When the intelligence is bad – when information about the enemy is wrong – the result is fog rather than foreknowledge, as we learned in Iraq.

Given that intelligence agencies underestimated Saddam Hussein’s nuclear program in 1991, it’s no surprise that they, in a sense, overcorrected and extrapolated the worst in 2002-03. And given that Saddam apparently pretended to maintain his WMD arsenal as an internal deterrent, it seems unfair for policymakers to blame the IC for reporting what its sources inside Iraq were saying. 

However, those sources were a problem. The IC relied too heavily on defectors (who were motivated not by the pursuit of knowledge and truth, but by personal and tribal grievances) and on the assessments of foreign intelligence agencies (which were based on assumptions from other foreign intelligence agencies). This created a cycle that fed on itself and led to what Sen. Pat Roberts called “a global intelligence failure.”

As a consequence, even as the American military succeeded in ousting a persistent threat to U.S. interests and in opening the way for the Iraqi people to build a representative government, the United States sustained a number of self-inflicted wounds – diplomatic, economic, geopolitical. And the U.S. military suffered through its bloodiest conflict since Vietnam.

Iraq serves as a reminder that uncertainty is a given in the world of intelligence, that the work of intelligence presupposes some amount of interpretation, that when humans interpret the motives and behavior of other humans we are bound to get it wrong sometimes. Pearl Harbor and 9/11 serve as reminders that intelligence is worthless if not acted upon. The Zimmerman Telegram serves as a reminder of the absolute need for a robust intelligence apparatus. And all of these underscore the importance of prudent policymaking to avoid as many of the pitfalls as possible – and statesmen-like politics to pull the nation out of those pitfalls it fails to avoid.
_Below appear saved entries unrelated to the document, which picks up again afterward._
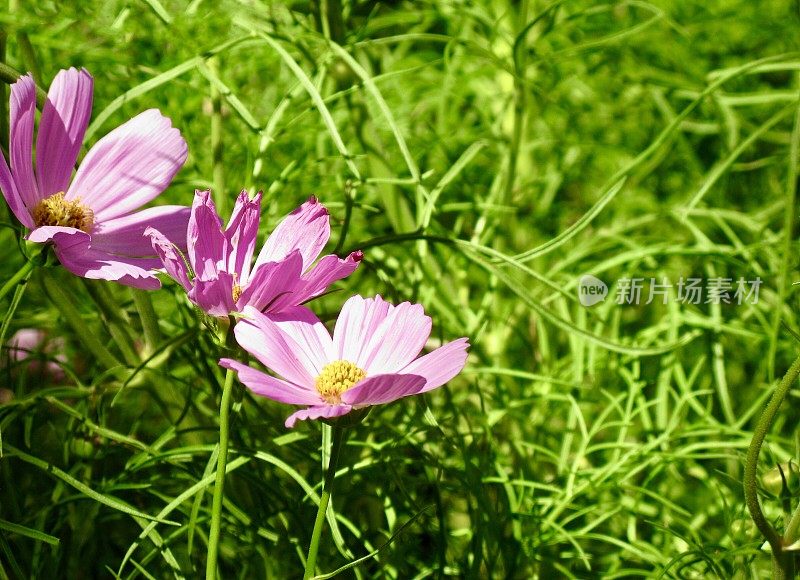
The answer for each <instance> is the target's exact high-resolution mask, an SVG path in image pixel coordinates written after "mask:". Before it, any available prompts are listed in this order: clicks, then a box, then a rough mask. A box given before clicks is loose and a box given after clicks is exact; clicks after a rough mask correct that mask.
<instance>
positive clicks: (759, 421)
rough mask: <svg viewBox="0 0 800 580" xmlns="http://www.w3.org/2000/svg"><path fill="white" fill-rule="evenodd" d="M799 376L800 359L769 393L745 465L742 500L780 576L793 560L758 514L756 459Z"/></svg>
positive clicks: (774, 535) (761, 510) (760, 507)
mask: <svg viewBox="0 0 800 580" xmlns="http://www.w3.org/2000/svg"><path fill="white" fill-rule="evenodd" d="M798 376H800V356H799V357H797V359H796V360H795V361H794V363H792V366H791V367H790V368H789V370H788V371H787V372H786V375H784V377H783V379H781V382H780V383H779V384H778V388H777V389H775V392H774V393H772V397H770V400H769V402H768V403H767V406H766V407H765V408H764V411H763V412H762V413H761V416H760V417H759V419H758V423H756V428H755V430H754V431H753V439H752V440H751V441H750V446H749V447H748V449H747V456H746V457H745V463H744V481H743V483H744V500H745V503H746V504H747V509H748V510H749V511H750V517H752V518H753V521H754V522H755V524H756V527H757V528H758V529H759V531H761V533H762V534H763V535H764V537H765V538H766V539H767V541H768V542H769V545H770V547H771V548H772V558H773V564H774V569H775V570H781V571H782V573H789V572H790V570H788V568H791V563H792V562H791V561H792V557H791V554H790V553H789V554H788V555H787V553H785V551H784V549H783V545H784V542H783V538H781V536H780V534H778V532H776V531H775V529H774V528H773V527H772V525H771V524H770V523H769V522H768V521H767V518H766V517H765V516H764V512H763V511H762V510H761V504H760V503H759V501H758V485H757V482H756V479H757V476H758V455H759V453H760V452H761V446H762V445H763V444H764V439H765V438H766V436H767V433H768V432H769V429H770V427H771V426H772V422H773V421H774V420H775V415H777V414H778V410H779V409H780V406H781V403H782V402H783V399H784V398H786V394H787V393H788V392H789V389H791V387H792V385H793V384H794V383H795V381H796V380H797V377H798ZM789 577H791V576H789Z"/></svg>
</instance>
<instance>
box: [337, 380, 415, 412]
mask: <svg viewBox="0 0 800 580" xmlns="http://www.w3.org/2000/svg"><path fill="white" fill-rule="evenodd" d="M424 386H425V378H424V377H421V376H419V375H407V374H402V375H398V374H390V375H375V376H372V377H367V378H366V379H364V380H363V381H361V382H360V383H358V384H357V385H355V386H354V387H352V388H350V389H348V390H346V391H345V392H344V393H342V402H343V403H347V404H348V405H353V406H354V407H359V406H366V405H383V404H385V403H391V402H392V401H396V400H397V399H400V398H402V397H407V396H408V395H416V394H417V393H419V392H420V390H421V389H422V388H423V387H424Z"/></svg>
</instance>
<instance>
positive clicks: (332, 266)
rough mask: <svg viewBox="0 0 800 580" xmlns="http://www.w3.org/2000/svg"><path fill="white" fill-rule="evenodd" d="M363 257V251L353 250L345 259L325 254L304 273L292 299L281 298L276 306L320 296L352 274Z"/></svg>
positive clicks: (300, 303)
mask: <svg viewBox="0 0 800 580" xmlns="http://www.w3.org/2000/svg"><path fill="white" fill-rule="evenodd" d="M362 257H363V254H362V253H361V251H356V252H353V253H352V254H350V255H349V256H347V258H345V259H344V260H342V259H341V258H339V257H338V256H335V255H333V254H330V255H328V256H325V257H324V258H322V259H321V260H320V261H319V262H318V263H317V265H316V266H314V268H313V269H312V270H311V271H310V272H307V273H306V274H304V275H303V278H302V282H301V284H300V285H299V287H298V288H297V289H296V290H295V292H294V294H293V295H292V297H291V299H290V298H289V297H286V298H283V299H281V301H280V302H279V303H278V304H276V308H283V307H284V306H285V305H287V304H288V303H289V302H292V303H294V304H302V303H303V302H306V301H308V300H311V299H312V298H315V297H316V296H319V295H320V294H322V293H323V292H325V290H326V289H327V288H328V286H330V285H331V284H333V283H334V282H336V281H337V280H341V279H342V278H345V277H347V276H349V275H350V274H352V273H353V271H354V270H355V269H356V268H358V264H359V263H360V262H361V258H362Z"/></svg>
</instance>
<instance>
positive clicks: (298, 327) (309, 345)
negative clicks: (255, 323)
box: [267, 306, 336, 376]
mask: <svg viewBox="0 0 800 580" xmlns="http://www.w3.org/2000/svg"><path fill="white" fill-rule="evenodd" d="M267 316H268V318H269V319H270V320H271V321H272V322H274V323H275V324H276V325H277V326H278V328H279V329H280V331H281V332H282V333H283V335H284V337H287V338H289V339H291V341H293V342H294V344H295V345H296V347H297V349H298V350H297V351H296V352H297V353H298V354H299V355H300V358H301V359H302V360H305V361H307V365H306V368H307V369H308V370H309V371H310V372H311V373H312V374H313V375H314V376H318V375H319V374H320V373H321V372H322V367H324V366H325V365H326V364H328V363H329V362H331V361H334V360H336V356H335V354H334V349H333V340H331V335H330V334H329V333H328V329H327V328H325V325H324V324H322V322H320V320H319V318H317V317H316V315H315V314H314V313H313V312H311V310H309V309H308V308H306V307H305V306H294V307H292V308H288V309H286V310H282V311H281V312H278V313H276V314H268V315H267ZM287 342H289V341H287ZM290 344H291V342H290Z"/></svg>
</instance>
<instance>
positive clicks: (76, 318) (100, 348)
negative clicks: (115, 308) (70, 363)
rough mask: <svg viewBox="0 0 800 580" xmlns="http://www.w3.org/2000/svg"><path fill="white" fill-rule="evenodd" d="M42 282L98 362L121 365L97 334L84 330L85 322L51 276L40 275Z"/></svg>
mask: <svg viewBox="0 0 800 580" xmlns="http://www.w3.org/2000/svg"><path fill="white" fill-rule="evenodd" d="M42 283H43V284H44V286H45V289H46V290H47V294H48V295H49V296H50V300H51V301H52V302H53V304H54V305H55V306H56V308H58V310H59V312H61V315H62V316H63V317H64V318H65V319H66V321H67V323H68V324H69V325H70V326H71V327H72V329H73V330H74V331H75V334H76V335H77V336H78V338H80V340H81V341H82V342H83V344H84V346H85V347H86V348H87V349H88V350H89V352H91V353H92V354H93V355H94V356H95V357H96V358H97V360H99V361H100V363H101V364H102V365H103V366H105V367H106V368H108V369H112V368H115V367H119V366H122V363H120V362H119V361H118V360H117V359H116V357H115V356H114V355H113V354H111V352H110V351H109V350H108V349H107V348H106V347H105V345H104V344H103V343H102V342H100V339H99V338H97V335H96V334H94V333H93V332H87V331H86V323H85V322H84V320H83V317H81V314H80V312H78V309H77V308H75V306H74V305H73V304H72V302H71V301H70V299H69V298H68V297H67V296H66V295H65V294H64V291H63V290H62V289H61V286H60V285H59V284H58V283H57V281H56V280H54V279H53V277H52V276H42Z"/></svg>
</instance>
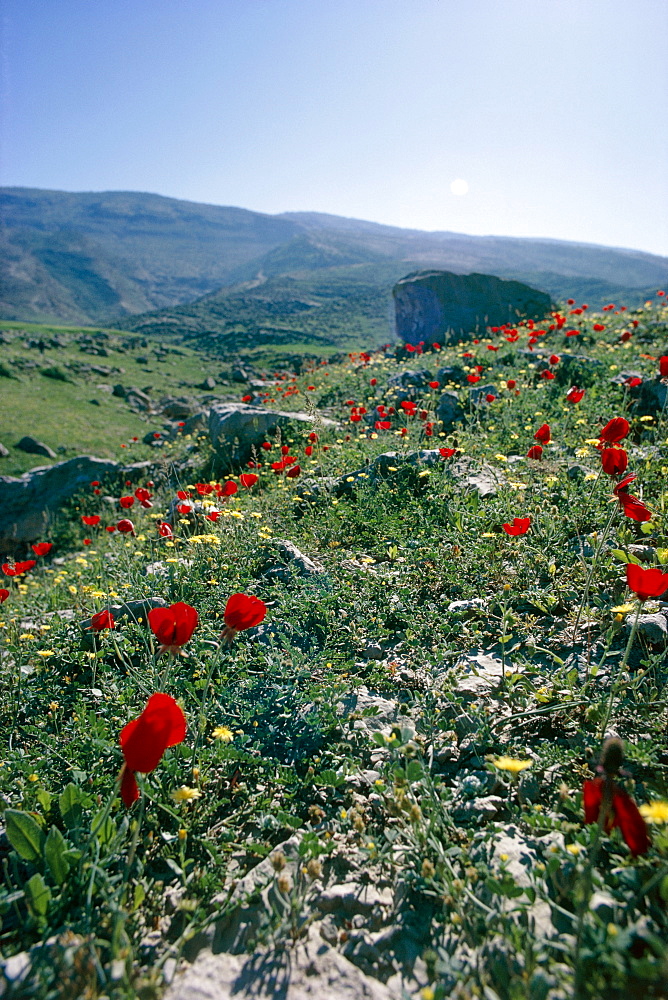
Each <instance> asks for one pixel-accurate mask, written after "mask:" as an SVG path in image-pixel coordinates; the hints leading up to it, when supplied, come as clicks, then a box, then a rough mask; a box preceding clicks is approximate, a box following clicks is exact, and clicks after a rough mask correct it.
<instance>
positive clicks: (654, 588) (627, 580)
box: [626, 563, 668, 601]
mask: <svg viewBox="0 0 668 1000" xmlns="http://www.w3.org/2000/svg"><path fill="white" fill-rule="evenodd" d="M626 582H627V583H628V585H629V590H632V591H633V592H634V593H635V594H637V595H638V600H639V601H646V600H647V599H648V598H649V597H661V595H662V594H665V592H666V591H667V590H668V573H662V572H661V570H660V569H659V568H658V567H656V566H654V567H652V568H651V569H643V568H642V566H638V565H637V564H636V563H627V564H626Z"/></svg>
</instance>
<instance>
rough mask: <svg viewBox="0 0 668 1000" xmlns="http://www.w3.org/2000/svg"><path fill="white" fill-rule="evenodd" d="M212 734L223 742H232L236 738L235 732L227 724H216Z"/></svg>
mask: <svg viewBox="0 0 668 1000" xmlns="http://www.w3.org/2000/svg"><path fill="white" fill-rule="evenodd" d="M212 736H213V738H214V739H216V740H220V742H221V743H231V742H232V740H233V739H234V733H233V732H232V730H231V729H228V727H227V726H216V728H215V729H214V731H213V733H212Z"/></svg>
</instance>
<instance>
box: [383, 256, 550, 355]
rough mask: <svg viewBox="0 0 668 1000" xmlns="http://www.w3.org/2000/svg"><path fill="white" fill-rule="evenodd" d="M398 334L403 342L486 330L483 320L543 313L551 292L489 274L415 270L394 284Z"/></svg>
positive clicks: (515, 317) (442, 340) (442, 338)
mask: <svg viewBox="0 0 668 1000" xmlns="http://www.w3.org/2000/svg"><path fill="white" fill-rule="evenodd" d="M392 294H393V296H394V306H395V314H396V325H397V336H398V337H399V339H400V340H402V341H403V342H404V343H405V344H413V345H417V344H419V343H425V344H433V343H440V344H446V343H452V342H453V341H457V340H461V339H469V338H470V337H472V336H474V335H475V334H476V333H478V334H484V331H485V327H487V326H501V325H502V324H503V323H516V322H517V321H518V320H519V319H536V320H541V319H543V318H544V317H545V316H546V315H547V313H548V312H549V310H550V308H551V307H552V301H551V299H550V296H549V295H546V294H545V293H544V292H539V291H537V290H536V289H535V288H530V287H529V285H524V284H522V283H521V282H519V281H503V280H502V279H501V278H496V277H494V276H493V275H491V274H467V275H461V274H452V273H451V272H450V271H416V272H414V273H413V274H409V275H407V276H406V277H405V278H402V279H401V280H400V281H398V282H397V284H396V285H395V286H394V288H393V290H392Z"/></svg>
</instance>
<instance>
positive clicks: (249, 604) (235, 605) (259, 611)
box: [220, 594, 267, 642]
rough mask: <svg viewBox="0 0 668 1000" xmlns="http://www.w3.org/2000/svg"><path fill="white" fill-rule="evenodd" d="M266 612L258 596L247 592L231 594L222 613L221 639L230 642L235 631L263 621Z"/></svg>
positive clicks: (264, 607) (250, 627)
mask: <svg viewBox="0 0 668 1000" xmlns="http://www.w3.org/2000/svg"><path fill="white" fill-rule="evenodd" d="M266 613H267V606H266V604H265V603H264V601H261V600H260V598H259V597H251V596H250V595H248V594H232V595H231V596H230V597H229V598H228V600H227V604H226V605H225V612H224V615H223V617H224V619H225V628H224V629H223V631H222V632H221V636H220V637H221V639H225V640H226V641H227V642H232V640H233V639H234V637H235V635H236V634H237V632H243V631H245V629H247V628H253V627H254V626H255V625H259V624H260V622H262V621H264V617H265V615H266Z"/></svg>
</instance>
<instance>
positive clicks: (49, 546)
mask: <svg viewBox="0 0 668 1000" xmlns="http://www.w3.org/2000/svg"><path fill="white" fill-rule="evenodd" d="M30 548H31V549H32V550H33V552H34V553H35V555H36V556H46V555H48V554H49V552H50V551H51V549H52V548H53V542H38V543H37V545H31V546H30Z"/></svg>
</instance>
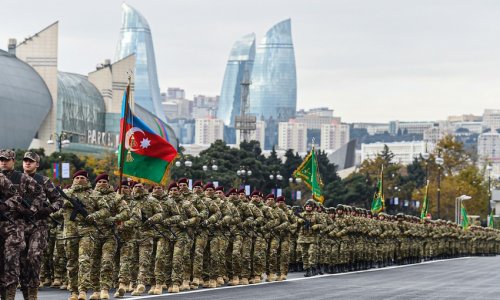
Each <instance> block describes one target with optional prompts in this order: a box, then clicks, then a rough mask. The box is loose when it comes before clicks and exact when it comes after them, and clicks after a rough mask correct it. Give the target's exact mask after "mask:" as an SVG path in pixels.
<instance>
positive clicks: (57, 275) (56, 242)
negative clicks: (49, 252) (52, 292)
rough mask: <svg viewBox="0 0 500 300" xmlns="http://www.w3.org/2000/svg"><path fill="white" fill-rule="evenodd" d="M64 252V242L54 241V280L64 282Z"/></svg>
mask: <svg viewBox="0 0 500 300" xmlns="http://www.w3.org/2000/svg"><path fill="white" fill-rule="evenodd" d="M66 278H67V277H66V251H64V240H59V239H56V243H55V247H54V279H60V280H63V281H65V280H66Z"/></svg>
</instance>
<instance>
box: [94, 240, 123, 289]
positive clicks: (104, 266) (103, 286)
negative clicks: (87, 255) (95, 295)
mask: <svg viewBox="0 0 500 300" xmlns="http://www.w3.org/2000/svg"><path fill="white" fill-rule="evenodd" d="M116 247H117V246H116V239H115V237H114V236H107V237H99V238H96V239H95V243H94V249H93V251H92V271H91V281H92V285H93V290H94V291H98V290H109V289H110V288H111V287H113V269H114V257H115V254H116Z"/></svg>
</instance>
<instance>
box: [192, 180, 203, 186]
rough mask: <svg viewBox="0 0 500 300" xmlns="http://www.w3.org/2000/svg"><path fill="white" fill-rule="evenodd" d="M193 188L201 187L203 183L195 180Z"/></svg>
mask: <svg viewBox="0 0 500 300" xmlns="http://www.w3.org/2000/svg"><path fill="white" fill-rule="evenodd" d="M195 186H201V187H203V181H201V180H196V181H195V182H194V183H193V187H195Z"/></svg>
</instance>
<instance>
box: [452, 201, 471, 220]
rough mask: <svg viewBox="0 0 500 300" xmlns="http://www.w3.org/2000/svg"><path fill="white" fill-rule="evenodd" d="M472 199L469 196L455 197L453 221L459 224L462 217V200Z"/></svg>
mask: <svg viewBox="0 0 500 300" xmlns="http://www.w3.org/2000/svg"><path fill="white" fill-rule="evenodd" d="M470 199H472V197H471V196H467V195H462V196H459V197H457V198H455V223H457V224H460V223H461V219H462V209H461V208H462V201H465V200H470Z"/></svg>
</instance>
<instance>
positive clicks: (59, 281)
mask: <svg viewBox="0 0 500 300" xmlns="http://www.w3.org/2000/svg"><path fill="white" fill-rule="evenodd" d="M60 286H61V279H60V278H54V281H52V284H51V285H50V287H55V288H58V287H60Z"/></svg>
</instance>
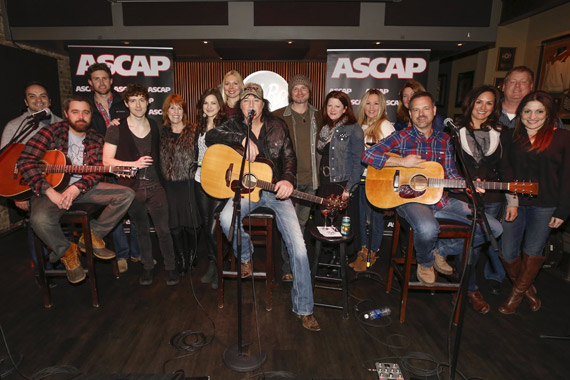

From Gen. Washington’s day to our own, Americans have engaged in intelligence operations, cryptography, reconnaissance and espionage to defend our freedom and way of life, to foil the plans of hostile regimes, and to maintain some semblance of global order. It may be considered dirty work, but it’s necessary.

Ian Fleming, who is best known for creating the James Bond character, also served as a high-ranking official in British Naval Intelligence. After Moscow shot down an American U-2 spy plane in 1962, he lamented how so many in the West flatly misunderstood espionage; explained that “Americans can lie more safely in their beds today, and Englishmen too, because of the intelligence brought back by planes of the U-2 class”; chided those who blamed America and the West for conducting such operations; and heaped scorn on “men who think espionage is a dirty word. It isn’t. It has got to be done well—that’s all.”